Un día muy especial en la vida de Bruno, vocal de mesa con síndrome de Down: “Soy rápido como una liebre”
Este madrileño de 21 años votó por primera vez en las elecciones a la Asamblea de Madrid de 2021, tres años después de la reforma legal que permitió a las personas con discapacidad intelectual participar en los comicios
Bruno Ruiz de la Viuda ha tenido que madrugar mucho para ser domingo. Poco antes de las siete de la mañana ya está duchado, vestido, peinado y sentado en la mesa de la cocina con una taza de leche de soja en la mano. Bosteza y se frota los ojos. “El día será largo”, le recuerda Juan, su padre. “Sí, yo voy a las ocho”, responde él. Se lo sabe al dedillo. Han repasado el itinerario varias veces desde que recibieron la notificación: “Ha sido usted designado para formar parte de la mesa electoral”. Aun así, está nervioso, apenas ha probado las magdalenas y se cruje los dedos. Su madre, María Jesús, todavía en pijama, lo nota. “Llevamos toda la vida apostando por la integración y esto es un paso más”, dice. Durante las próximas 12 horas, Bruno será vocal en una de las mesas del colegio Lepanto, en el distrito madrileño de Moncloa-Aravaca. También se convertirá en una de las pocas personas con síndrome de Down de España en desempeñar ese cargo.

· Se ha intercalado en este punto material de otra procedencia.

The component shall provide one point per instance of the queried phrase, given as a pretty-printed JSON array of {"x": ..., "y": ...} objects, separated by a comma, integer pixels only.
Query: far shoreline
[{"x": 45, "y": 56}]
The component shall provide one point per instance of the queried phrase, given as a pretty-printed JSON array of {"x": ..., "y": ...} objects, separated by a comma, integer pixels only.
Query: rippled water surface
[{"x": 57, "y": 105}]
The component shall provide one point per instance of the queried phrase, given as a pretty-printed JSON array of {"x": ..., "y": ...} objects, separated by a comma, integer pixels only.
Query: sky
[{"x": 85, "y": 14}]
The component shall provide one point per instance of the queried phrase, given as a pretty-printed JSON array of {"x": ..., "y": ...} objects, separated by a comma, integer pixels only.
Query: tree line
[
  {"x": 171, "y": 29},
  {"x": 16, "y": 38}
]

Son las 7.41 y el DNI de Bruno no aparece por ningún lado. No está en la mochila, ni en la habitación. Tampoco en la cocina ni en la cartera. “¿Lo tienes tú?”, pregunta Juan a María Jesús. Nada. Se lo han dejado en la casa del pueblo, en Burgos. Minutos de agobio. “Vale, tenemos el pasaporte. Iremos con eso”, zanja el padre. Ya está, todo sigue su curso. Cogen un par de botellas de agua, la mochila y el manual de la Junta Electoral, que han leído juntos en más de una ocasión. En cuanto lleguen al colegio, el plan es el siguiente: para ir más rápido, Juan buscará los nombres de los votantes en la lista y Bruno se encargará de tacharlos con un subrayador amarillo. Mano a mano.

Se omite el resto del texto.